Regarding "On Their Honor, They Will Try to Bend the Scout Law" (Aug. 31), I am an Eagle Scout from a troop in Massachusetts. It is something I am truly proud of. My brother is also an Eagle Scout, and he is openly gay. I didn't realize that Boy Scouts of America was following such a ban. Scouting was such an important role in my life and my brother's life, I would not want to see this type of behavior deter anyone from joining. Yet I would never show prejudice against someone who was a Scout just because those who lead the Scouting program choose to discriminate like this.
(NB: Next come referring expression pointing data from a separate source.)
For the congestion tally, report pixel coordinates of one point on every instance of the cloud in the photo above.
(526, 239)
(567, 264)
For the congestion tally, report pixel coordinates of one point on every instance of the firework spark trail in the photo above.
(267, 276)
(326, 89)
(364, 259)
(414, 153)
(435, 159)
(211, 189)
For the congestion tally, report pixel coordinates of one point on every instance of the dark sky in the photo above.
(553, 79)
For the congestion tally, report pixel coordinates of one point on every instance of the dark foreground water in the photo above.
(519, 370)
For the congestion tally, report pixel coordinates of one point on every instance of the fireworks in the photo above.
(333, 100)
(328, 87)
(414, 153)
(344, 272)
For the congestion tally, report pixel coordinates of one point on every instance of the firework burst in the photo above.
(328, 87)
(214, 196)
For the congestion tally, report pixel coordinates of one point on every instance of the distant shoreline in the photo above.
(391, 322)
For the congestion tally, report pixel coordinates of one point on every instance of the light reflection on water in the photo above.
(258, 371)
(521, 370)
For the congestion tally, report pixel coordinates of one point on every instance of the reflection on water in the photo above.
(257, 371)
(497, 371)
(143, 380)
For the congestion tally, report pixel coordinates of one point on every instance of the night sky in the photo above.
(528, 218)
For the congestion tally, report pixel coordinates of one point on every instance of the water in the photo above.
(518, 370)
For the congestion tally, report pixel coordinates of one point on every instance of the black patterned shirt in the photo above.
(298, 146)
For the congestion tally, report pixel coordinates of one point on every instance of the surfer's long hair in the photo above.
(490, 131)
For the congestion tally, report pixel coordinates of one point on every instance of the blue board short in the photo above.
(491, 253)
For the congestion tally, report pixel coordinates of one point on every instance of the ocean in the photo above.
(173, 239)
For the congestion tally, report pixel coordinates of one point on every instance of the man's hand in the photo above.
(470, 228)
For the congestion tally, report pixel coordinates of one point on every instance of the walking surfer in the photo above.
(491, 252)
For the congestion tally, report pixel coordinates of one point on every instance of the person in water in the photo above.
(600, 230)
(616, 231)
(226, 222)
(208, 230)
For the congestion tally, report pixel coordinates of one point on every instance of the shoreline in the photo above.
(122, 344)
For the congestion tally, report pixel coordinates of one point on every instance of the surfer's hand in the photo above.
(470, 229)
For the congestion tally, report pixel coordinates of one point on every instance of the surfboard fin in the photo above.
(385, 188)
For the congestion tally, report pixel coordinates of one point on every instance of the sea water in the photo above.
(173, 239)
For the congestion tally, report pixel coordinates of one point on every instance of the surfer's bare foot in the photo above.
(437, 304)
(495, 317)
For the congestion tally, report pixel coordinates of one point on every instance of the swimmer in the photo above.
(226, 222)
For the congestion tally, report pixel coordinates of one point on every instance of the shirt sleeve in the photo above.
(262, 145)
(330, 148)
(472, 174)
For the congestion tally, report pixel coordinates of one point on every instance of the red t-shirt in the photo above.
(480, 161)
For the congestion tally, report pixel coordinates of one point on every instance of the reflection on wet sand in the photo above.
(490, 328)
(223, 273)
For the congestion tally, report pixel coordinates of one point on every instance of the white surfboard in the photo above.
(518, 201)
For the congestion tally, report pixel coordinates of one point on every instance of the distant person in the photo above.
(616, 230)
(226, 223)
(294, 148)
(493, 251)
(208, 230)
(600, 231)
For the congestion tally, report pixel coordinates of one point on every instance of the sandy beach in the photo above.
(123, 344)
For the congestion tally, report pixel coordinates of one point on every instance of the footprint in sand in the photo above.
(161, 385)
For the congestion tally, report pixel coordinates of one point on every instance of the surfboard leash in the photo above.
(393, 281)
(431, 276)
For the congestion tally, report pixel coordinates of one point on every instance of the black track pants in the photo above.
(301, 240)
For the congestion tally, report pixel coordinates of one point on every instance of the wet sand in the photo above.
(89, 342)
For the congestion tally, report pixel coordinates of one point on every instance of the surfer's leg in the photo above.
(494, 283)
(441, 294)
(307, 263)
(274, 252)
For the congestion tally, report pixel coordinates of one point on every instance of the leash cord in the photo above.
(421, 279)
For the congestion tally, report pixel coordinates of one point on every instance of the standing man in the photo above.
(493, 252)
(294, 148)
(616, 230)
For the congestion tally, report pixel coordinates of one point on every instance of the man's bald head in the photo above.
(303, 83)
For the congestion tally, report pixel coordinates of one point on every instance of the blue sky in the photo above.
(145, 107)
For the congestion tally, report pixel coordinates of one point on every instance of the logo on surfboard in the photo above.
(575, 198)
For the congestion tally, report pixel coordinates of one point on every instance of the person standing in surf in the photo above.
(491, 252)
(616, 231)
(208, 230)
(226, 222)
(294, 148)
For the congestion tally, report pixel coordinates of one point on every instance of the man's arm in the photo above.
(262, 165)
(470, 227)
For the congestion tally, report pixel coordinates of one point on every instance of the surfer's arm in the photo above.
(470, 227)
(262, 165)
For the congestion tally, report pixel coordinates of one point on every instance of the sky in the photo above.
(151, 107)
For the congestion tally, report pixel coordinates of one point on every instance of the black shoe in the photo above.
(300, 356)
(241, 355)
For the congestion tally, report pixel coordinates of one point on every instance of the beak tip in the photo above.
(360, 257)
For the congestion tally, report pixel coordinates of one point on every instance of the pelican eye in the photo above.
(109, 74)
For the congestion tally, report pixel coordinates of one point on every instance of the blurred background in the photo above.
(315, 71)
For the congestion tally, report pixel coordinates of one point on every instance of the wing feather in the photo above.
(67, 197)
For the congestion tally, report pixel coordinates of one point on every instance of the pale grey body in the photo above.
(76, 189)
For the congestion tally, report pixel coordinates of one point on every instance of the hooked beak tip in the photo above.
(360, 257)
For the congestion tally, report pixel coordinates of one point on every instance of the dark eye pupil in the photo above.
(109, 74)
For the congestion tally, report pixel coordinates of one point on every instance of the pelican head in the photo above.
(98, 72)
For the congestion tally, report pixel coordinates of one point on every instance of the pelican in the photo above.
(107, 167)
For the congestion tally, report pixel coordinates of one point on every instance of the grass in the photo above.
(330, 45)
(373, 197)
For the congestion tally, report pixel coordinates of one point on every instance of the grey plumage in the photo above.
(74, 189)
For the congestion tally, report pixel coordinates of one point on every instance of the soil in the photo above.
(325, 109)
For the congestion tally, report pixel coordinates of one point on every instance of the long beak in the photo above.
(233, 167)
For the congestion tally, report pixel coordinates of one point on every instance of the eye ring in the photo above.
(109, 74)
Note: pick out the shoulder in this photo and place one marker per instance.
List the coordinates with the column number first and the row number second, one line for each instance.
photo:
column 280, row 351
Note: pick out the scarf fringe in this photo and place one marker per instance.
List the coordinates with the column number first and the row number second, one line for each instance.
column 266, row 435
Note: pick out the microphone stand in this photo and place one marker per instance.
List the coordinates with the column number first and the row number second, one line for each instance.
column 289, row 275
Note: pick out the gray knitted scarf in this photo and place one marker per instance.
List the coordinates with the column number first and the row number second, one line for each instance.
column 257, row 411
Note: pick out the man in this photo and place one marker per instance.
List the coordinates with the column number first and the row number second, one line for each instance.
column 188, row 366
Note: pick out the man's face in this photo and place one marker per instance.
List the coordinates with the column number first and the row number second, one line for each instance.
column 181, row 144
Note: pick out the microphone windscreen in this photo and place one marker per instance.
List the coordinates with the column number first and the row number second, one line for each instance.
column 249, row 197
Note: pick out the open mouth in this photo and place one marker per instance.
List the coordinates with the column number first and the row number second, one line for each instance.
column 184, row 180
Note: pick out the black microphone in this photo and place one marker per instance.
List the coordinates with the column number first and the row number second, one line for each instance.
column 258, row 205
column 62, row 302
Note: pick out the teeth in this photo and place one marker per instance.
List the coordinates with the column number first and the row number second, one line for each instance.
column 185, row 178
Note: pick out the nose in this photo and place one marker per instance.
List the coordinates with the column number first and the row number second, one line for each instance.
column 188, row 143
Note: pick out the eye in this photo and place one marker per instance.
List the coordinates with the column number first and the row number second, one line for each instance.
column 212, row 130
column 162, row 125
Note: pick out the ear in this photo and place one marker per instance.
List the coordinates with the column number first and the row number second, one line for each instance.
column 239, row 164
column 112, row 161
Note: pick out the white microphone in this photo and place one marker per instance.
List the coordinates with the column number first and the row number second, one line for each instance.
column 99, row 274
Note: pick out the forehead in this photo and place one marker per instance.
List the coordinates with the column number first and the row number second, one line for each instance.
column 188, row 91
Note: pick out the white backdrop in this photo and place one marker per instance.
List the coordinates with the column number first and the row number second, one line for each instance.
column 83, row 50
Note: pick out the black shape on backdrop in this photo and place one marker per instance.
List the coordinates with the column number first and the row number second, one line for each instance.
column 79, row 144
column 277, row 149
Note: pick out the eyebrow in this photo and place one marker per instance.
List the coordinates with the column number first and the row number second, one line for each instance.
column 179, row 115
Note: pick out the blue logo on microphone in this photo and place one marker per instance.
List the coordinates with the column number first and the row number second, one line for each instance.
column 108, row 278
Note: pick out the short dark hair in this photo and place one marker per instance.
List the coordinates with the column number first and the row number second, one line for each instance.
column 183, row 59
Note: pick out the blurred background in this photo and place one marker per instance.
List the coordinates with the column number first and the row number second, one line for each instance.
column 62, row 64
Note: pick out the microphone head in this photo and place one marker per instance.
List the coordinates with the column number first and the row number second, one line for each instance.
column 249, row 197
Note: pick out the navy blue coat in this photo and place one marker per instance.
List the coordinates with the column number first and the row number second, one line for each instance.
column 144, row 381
Too bad the people featured forgot to tell you that those "nasty Boy Scouts who are teaching all this hatred to our youth" provided snack and beverages to the protesters at many of the locations selected by Scouting for All. They were allowed to use the restrooms and come in out of the sun if they got too hot. We recognize the rights of people who want to disagree with us. We treat those with divergent opinions with respect and dignity--just like a good Scout should.
DAVID E. TATE
Assistant Scout Executive
San Gabriel Valley Council
Boy Scouts of America, Pasadena
I find it interesting that a 54-year Scouting member suddenly becomes aware of the long-standing policy to protect the young men the Boy Scouts of America serves. I would be interested in the specific instances in which Scouting "teaches hate." For many years, all Scout leaders have been required to take a course in youth protection, which is designed to teach youth members and leaders the signs of abuse and what do when it is discovered. I find it difficult to call this teaching hate.
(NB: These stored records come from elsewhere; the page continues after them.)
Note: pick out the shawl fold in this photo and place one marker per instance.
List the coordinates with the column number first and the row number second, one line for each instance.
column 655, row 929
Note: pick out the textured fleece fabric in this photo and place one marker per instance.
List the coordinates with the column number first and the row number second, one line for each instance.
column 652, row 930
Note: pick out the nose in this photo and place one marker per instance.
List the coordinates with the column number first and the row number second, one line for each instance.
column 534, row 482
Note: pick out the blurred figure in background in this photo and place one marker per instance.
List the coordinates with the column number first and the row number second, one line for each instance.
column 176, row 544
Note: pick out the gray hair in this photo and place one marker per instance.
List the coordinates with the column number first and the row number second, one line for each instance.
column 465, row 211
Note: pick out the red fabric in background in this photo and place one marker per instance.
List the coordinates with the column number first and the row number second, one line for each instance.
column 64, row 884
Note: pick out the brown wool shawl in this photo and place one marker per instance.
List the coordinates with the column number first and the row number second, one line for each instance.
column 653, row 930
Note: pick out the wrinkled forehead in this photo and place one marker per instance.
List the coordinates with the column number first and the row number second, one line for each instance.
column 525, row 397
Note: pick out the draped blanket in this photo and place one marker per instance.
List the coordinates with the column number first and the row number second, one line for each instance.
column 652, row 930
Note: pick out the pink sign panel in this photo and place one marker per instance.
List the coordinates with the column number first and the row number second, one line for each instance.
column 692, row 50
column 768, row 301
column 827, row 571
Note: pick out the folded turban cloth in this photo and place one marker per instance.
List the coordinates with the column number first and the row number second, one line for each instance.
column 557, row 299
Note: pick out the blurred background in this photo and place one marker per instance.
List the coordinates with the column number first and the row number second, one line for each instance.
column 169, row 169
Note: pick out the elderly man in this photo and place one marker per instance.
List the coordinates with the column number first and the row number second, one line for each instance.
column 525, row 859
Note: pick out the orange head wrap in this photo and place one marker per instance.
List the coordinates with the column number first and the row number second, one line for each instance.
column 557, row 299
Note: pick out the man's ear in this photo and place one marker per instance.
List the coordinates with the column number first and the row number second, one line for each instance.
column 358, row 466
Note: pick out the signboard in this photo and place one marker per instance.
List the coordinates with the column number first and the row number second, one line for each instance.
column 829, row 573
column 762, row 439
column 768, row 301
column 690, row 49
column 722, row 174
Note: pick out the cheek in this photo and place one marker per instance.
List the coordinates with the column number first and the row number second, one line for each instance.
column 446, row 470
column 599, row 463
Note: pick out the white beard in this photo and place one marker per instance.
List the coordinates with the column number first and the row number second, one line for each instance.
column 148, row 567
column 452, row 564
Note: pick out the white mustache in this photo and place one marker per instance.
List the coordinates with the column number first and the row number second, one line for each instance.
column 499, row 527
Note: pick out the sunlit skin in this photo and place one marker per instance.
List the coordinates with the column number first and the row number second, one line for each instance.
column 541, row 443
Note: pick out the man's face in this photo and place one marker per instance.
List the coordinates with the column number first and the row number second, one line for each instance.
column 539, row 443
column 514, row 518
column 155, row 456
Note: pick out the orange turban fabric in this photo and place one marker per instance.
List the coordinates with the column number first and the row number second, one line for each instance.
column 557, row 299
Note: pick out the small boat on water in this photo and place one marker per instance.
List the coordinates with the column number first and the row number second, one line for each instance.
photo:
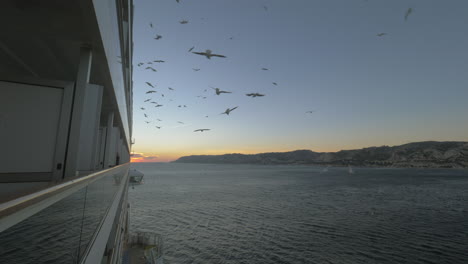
column 136, row 177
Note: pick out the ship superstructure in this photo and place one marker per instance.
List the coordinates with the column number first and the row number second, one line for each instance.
column 65, row 130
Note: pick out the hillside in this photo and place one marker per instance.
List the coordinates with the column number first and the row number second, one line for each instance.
column 428, row 154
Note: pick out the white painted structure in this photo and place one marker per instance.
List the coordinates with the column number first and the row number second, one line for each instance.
column 66, row 111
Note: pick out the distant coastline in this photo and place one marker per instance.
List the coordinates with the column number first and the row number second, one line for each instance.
column 427, row 154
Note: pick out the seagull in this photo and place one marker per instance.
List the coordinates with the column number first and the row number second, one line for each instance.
column 408, row 12
column 229, row 110
column 208, row 54
column 218, row 91
column 255, row 94
column 150, row 68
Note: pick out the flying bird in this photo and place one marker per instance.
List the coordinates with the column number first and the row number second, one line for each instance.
column 408, row 12
column 201, row 130
column 255, row 94
column 229, row 110
column 219, row 91
column 209, row 54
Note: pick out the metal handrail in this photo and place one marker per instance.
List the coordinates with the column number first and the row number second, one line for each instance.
column 27, row 205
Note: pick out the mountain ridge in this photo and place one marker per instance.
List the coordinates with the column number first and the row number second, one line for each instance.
column 425, row 154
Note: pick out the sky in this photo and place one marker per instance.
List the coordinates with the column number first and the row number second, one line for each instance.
column 325, row 56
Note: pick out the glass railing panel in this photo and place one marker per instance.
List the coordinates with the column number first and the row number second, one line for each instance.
column 50, row 236
column 99, row 197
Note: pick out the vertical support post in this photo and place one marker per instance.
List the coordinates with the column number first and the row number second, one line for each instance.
column 82, row 79
column 109, row 130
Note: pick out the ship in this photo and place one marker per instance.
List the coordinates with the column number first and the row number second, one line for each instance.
column 66, row 107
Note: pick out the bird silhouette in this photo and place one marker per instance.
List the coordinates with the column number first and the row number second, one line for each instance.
column 208, row 54
column 255, row 94
column 219, row 91
column 229, row 110
column 408, row 13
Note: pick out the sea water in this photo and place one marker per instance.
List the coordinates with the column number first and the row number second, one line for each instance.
column 303, row 214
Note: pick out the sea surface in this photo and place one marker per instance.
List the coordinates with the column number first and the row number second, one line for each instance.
column 301, row 214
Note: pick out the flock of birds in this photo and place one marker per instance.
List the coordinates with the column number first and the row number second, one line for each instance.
column 217, row 91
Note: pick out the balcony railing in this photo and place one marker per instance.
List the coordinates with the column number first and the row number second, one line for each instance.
column 67, row 223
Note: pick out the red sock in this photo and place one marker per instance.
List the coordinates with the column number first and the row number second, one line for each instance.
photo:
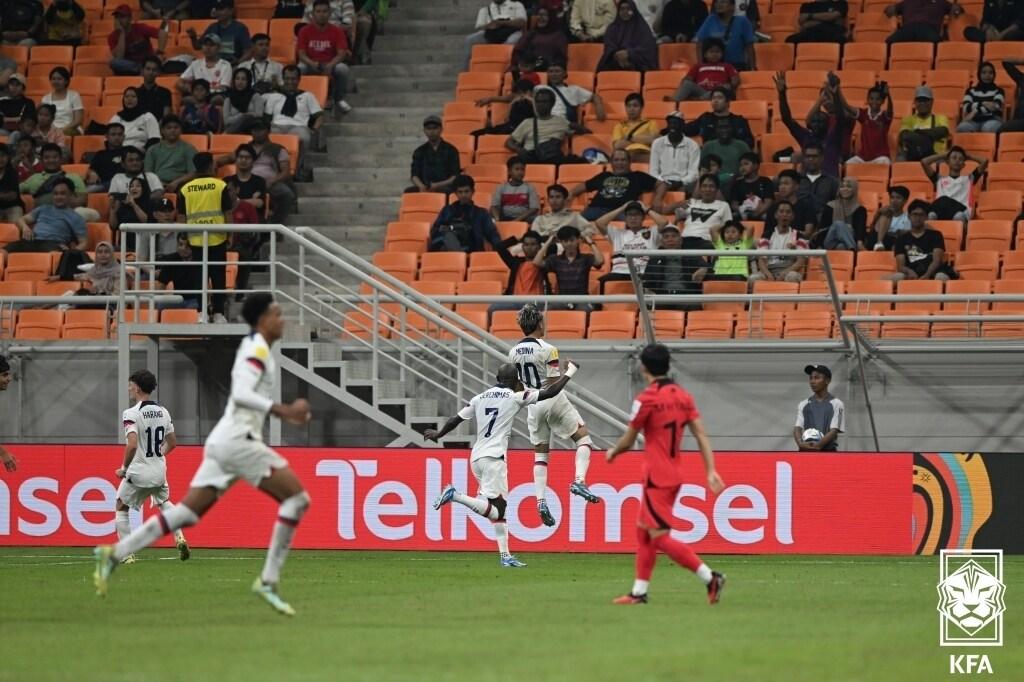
column 646, row 555
column 678, row 552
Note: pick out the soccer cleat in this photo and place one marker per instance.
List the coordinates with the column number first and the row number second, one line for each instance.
column 268, row 594
column 715, row 587
column 546, row 517
column 104, row 566
column 581, row 488
column 444, row 497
As a 68-year-old Scouter who is still an active volunteer, I believe Scouting has its rights, which need to be respected. Those who choose not to follow the rules can form their own organization. The Boy Scouts has a good program and has served many young men well for almost 100 years.
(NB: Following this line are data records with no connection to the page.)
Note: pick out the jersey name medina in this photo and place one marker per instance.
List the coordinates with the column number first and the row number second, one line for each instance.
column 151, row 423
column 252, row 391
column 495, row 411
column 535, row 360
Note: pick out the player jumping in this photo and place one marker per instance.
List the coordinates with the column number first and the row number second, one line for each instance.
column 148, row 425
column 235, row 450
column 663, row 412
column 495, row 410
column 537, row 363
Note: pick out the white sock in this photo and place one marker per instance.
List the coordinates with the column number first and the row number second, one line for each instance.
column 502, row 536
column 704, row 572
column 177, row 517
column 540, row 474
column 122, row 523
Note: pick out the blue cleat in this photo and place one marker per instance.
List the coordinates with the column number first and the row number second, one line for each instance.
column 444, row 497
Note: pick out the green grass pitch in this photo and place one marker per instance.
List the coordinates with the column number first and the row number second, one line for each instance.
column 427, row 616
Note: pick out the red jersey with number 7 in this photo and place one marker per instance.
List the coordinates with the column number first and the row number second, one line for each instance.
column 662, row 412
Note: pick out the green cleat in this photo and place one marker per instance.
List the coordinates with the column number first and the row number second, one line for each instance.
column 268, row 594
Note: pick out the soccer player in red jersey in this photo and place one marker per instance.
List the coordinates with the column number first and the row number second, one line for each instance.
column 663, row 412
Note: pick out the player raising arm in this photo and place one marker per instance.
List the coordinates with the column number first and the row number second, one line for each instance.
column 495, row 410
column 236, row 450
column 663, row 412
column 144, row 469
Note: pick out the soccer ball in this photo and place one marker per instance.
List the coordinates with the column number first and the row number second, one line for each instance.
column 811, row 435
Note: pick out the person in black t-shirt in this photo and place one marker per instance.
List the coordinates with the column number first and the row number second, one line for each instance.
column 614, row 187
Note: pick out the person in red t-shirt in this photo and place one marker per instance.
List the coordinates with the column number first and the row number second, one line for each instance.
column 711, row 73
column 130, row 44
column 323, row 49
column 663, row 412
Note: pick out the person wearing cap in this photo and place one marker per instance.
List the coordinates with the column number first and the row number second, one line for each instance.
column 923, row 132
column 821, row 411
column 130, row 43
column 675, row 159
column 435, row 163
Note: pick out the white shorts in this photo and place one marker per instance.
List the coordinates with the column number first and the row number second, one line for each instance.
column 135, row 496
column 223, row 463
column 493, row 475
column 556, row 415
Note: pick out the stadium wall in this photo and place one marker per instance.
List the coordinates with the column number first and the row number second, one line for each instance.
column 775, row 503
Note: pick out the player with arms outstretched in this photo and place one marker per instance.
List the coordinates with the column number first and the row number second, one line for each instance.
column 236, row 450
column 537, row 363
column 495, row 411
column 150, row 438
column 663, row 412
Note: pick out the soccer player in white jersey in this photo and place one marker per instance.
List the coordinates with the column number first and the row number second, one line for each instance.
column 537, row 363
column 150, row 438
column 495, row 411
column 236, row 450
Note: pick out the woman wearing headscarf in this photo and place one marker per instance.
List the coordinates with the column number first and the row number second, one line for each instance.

Where is the line drawn between editorializing and reporting? I was reading the story on Scouting hoping to be informed but went away feeling preached at. The opposing view was characterized in the coldest terms possible, while the pro-gay interviews (admittedly few) were given "novelesque" consideration.
Having an obvious slant seems to be the norm for The Times, but this was downright "soapboxish."